Taehyungs Mund öffnete sich leicht, da der Junge offensichtlich von Jungkooks Worten überrascht war. Jungkook überlegte, ob er endlich stillschweigend gehen sollte, ohne Taehyung zu einer Antwort zu drängen, aber im nächsten Moment lächelte Taehyung breit und konnte sich das nicht verkneifen, und Jungkook schimpfte mit sich selbst, dass er gehen wollte, weil er dann das Lächeln des anderen verpasst hätte.

"Ich verzeihe dir", war alles, was Taehyung erwiderte.

Jetzt war es an Jungkook, schockiert zu sein.

"Tust du das wirklich?", fragte er erneut. "Aber ich habe mich die ganze Zeit wie ein Arschloch dir gegenüber verhalten."

"Ich gebe dir eine zweite Chance. Ich glaube, dass jeder eine verdient hat. Ich meine, wenn man den Leuten keine zweite Chance gibt, wie sollen sie sich dann zum Besseren verändern?" antwortete Taehyung, immer noch lächelnd. "Also, bitte, tu mir nicht wieder weh."

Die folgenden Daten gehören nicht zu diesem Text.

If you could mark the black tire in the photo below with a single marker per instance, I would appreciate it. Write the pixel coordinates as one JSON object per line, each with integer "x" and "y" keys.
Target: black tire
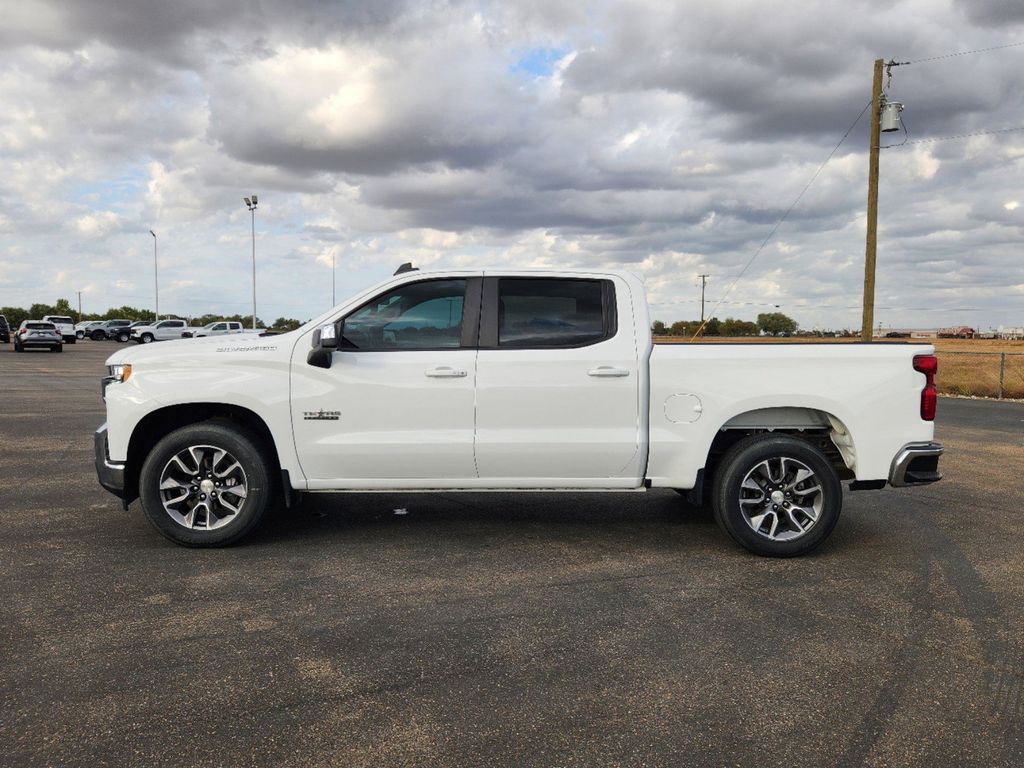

"Das werde ich nicht, ich verspreche es!", sagte Jungkook, fast schon ausrufend, immer noch schockiert darüber, wie schnell Taehyung ihm verziehen hatte.

"Dann sehen wir uns bald wieder, Jungkook", sprach der Junge.

"Bis bald, Taehyung."

Als Jungkook aus Taehyungs Haus trat, wusste er immer noch nicht, was er fühlte.

Das Einzige, was er wusste, war, dass es ihm nichts ausmachte, es zu fühlen, egal was es war.